Vigésimo séptimo día
En mi familia se exageraban las historias, no cabe duda; pero estar inmerso en narraciones truculentas y fantásticas, era algo que alimentaba la pasión por vivir, y de ser tan pasionales terminamos siendo únicos. A las sucesivas generaciones sólo nos dejaron las historietas de familiares donde no sabías distinguir lo real, lo exagerado, lo épico y la mentira, como esas novelas juveniles que se pusieron de moda en los ochenta donde tú podías escoger el final de cada capítulo entre varias alternativas para que la historia tomara por derroteros diferentes.
El cine, cuando todos los hermanos íbamos los domingos
por la tarde y veíamos una de aquellas películas
donde los malos eran perversamente malos y no terminaban bien; me servía para cuando
oía las mismas historias de parientes, que ya no estaban entre nosotros,
ponerles la cara según los rasgos que se definían en mi mente de acuerdo a las
maneras de comportarse buscándole semejanza con los actores del celuloide. Habría sido muy extraño que
le colocase una cara redonda y bonachona a tal familiar egoísta y manipulador cuando
escuchaba que le había pegado un tiro por el ojo de una cerradura a su suegro; el
rostro con el que lo imaginaba era el del archivillano Fantomas.
Sobre
los tíos de mi madre se reescribía continuamente una historia que iba de lo mítico a lo
esperpéntico, parando en la estación de lo melodramático. Hijos de la tatarabuela, una madraza y dulce (las fotos no le desmerecen), aquellos varones se entregaron a todo el espectro de conductas según soplaban los vientos narrativos y el
ánimo de quien relatara. De las pocas pruebas documentales que podían constatarse, a los descendientes nos llegó medio testamento, ni siquiera entero, de
unas cincuenta páginas con un sinfín de propiedades. Una herencia de sólo eso:
un documento de cincuenta páginas para nuestro asombro y perplejidad, y por qué
no, coraje, al ver que ni una coma de lo que allí había escrito estaba en nuestras manos.

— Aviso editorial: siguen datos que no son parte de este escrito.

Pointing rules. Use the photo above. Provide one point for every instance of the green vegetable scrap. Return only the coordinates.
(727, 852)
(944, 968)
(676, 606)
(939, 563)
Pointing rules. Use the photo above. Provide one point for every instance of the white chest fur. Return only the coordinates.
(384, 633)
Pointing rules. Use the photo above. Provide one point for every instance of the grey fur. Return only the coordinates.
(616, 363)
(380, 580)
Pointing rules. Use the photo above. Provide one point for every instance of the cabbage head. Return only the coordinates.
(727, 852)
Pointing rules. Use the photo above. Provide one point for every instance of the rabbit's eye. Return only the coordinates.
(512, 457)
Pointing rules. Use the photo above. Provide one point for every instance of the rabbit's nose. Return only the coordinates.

La historia de cómo se dilapidó tanta casa y finca nunca fue exacta, y si
tiene alguna importancia prestarle atención es para invocar un pasado en el que se mezclan una
idea romántica de aquellos parientes con algo de pavor de que sus genes de
malas cabezas anden rondándonos. Una versión es
que les sirvió para convertirlo en oro y salir huyendo de España a
Francia y así protegerse de la carácter levantisco que mostraron durante la
República y que en la Guerra Civil les iba a acarrear grandes desgracias; la
otra explicación, era que la madre (la tatarabuela) no fue capaz de ponerles coto y les sufragó los
vicios a aquellos hijos varones para que quemaran su salud en juergas y mujeres protegidos de pistoleros guardaespaldas, a la par que convertían en cenizas su patrimonio.
Así
visto, unas veces nuestros antepasados habían sido lo más parecido a héroes fundadores
de una república allende los mares; otras, una pandilla de personas sin juicio
víctimas de desaprensivos que los desplumaron; y los días nublados, cuando las cosas
no pintaban bien, los culpables de todos los descalabros que la vida nos
acarreaba.
Sin
las propiedades que de aquel abultado testamento que volaron como hojas en
otoño en sus manirrotas manos, y que por un cosa o por otra, nunca pensaron en conservarlo
devorando hasta el último renglón escrito, el legado que llegó, fue, milagrosamente, una máquina de coser de
manilla, una cómoda y unos enormes cuadros de imágenes de santos. El debate y
la negociación de quién heredaría aquel minúsculo patrimonio encendía los
ánimos de las tres mujeres con intereses: mi abuela y sus dos hijas, mi tía y
mi madre. Las tres entretenían las tardes de mano sobre mano para discutir,
pelear y sobrevalorar aquel mobiliario, como si estuviesen hablando de fincas y
cortijos, sin ponerse nunca de acuerdo de a quién le pertenecía por derecho y
por qué lo tenía en usufructo.
Nadie
podía poner paz en la discusión sin salir indemne. El desacuerdo era constante
y ponía fin, hasta nuevo encuentro, con la abuela jurando que no pisaría más mi
casa, mi tía que jamás le dirigiría la palabra a ninguna, y la otra hija, mi madre, elevando el nivel de la
representación como la que más tocada y a la que más daño le habían hecho las
afrentas haciendo una de las suyas: tirarse al suelo y simular que era presa de
un ataque dando pataletas.
Uno,
en el desconocimiento por falto de experiencia, veía aquella inigualable escena angustiado y tomado partido por el sufrimiento que padecía su madre, sin saber
que estaba frente una de magnífica representación teatral a la que la vida si le daba derecho.